This blog post repeats excerpts from my latest newsletter, with a few more pictures!
The new Pattern posts start tomorrow!
No surprise, I love patterns; Patterns in art, patterns in buildings, patterns on fabric, patterns that move, patterns of words and letters -- just about any pattern at all. Most recently, it's those natural patterns that have caught my imagination.
I'm neck deep in designing fabric patterns for a new series of work based on my recent trips out to Big Bend and the Chihuahuan desert. In the Sensory Alphabet lingo, pattern equals rhythm, and i can practically hear the patterns I see and reimagine for my work. As rhythm, patterns are one of those design tools that "hold together" a composition. A pattern of shapes or colors or lines makes an image make sense, and helps us to connect it to other images and ideas outside of the picture frame.

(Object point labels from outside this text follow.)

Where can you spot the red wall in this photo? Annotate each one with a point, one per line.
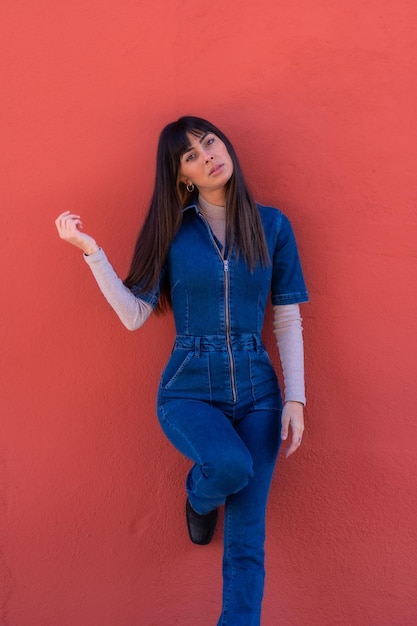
(320, 101)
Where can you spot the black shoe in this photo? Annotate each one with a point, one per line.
(200, 527)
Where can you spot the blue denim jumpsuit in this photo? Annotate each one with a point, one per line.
(219, 401)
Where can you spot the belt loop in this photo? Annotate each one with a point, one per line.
(197, 346)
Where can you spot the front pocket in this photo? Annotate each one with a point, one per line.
(176, 364)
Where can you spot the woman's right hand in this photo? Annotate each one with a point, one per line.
(69, 228)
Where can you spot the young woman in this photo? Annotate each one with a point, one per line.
(213, 256)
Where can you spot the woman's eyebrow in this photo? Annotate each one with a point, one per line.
(201, 139)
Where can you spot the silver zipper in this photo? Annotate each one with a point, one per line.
(226, 311)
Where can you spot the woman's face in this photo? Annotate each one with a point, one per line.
(206, 163)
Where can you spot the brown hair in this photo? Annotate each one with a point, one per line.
(244, 228)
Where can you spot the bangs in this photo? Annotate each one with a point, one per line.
(176, 134)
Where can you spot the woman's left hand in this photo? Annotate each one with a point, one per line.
(292, 415)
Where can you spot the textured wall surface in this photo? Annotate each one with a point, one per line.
(319, 99)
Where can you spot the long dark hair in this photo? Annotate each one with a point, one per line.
(244, 229)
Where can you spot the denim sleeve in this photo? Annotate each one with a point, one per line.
(287, 285)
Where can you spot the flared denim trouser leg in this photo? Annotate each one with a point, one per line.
(233, 442)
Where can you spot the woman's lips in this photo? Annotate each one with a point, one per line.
(216, 169)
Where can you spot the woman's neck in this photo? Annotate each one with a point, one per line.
(214, 196)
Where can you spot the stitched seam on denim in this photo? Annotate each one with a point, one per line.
(251, 381)
(209, 378)
(179, 370)
(177, 430)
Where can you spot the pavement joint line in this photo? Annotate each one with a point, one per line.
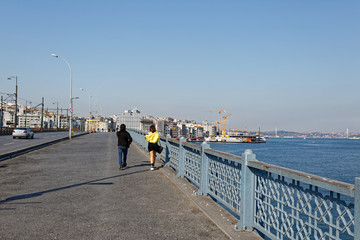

Of course, doing this work has taken me on a host of other less car-dependent journeys than were the two recent 700 round trip treks to Big Bend National Park. I've researched and explored countless pattern sites, apps and resources on the web. And this newsletter gives me a chance to share some of them.
Big Bend photos and drawings transformed to fabric designs and textile art.
The big share will come in October with the opening of an exhibit at theTemple (Texas) Cultural Activities Center where and I will collaborate with a large exhibit of textile art, prints and paintings. Junanne has been a teacher with me at my Summer Art Camp in New Mexico for two years and will be back (with metal and fiber artist Dale Jenssen) this summer. We'll also be hosting an opening and several workshops during the two month run of the exhibit. Stay tuned to this newsletter for dates to come!
Spoonflower Pattern Play
Spoonflower is the online POD (Print on Demand) site that I use for producing the fabrics that I design with the help of my iPadand Mac (mostly the iPad!). Spoonflower links my uploaded art to an online editing site called PicMonkey (you can access it -- with even more tools available from your desktop, too)> It's a disrupter for sure, no doubt if you sew you've seen the news that Hancock's is going out of business. With online sites for fabric purchase and even the ability for textile people like me to design my own fabrics, it's another sign of the times. A fabric store today has to offer something really special, have a niche market or cater extremely well to a loyal client base.
With Spoonflower, I can upload a simple image. This pomegranate design is a rough, really rough, seamless design (see below) that I cut from construction paper and photographed to use as a repeat. I uploaded it to Spoonflower, then made variations with its repeat tools and using PicMonkey. The possibilities are endless for just one simple design. If I want a related group of fabrics, all I need to do is tweak! Soonflower even gives me ways to change the colors of a design to make the same pattern in a different color way. You get the picture!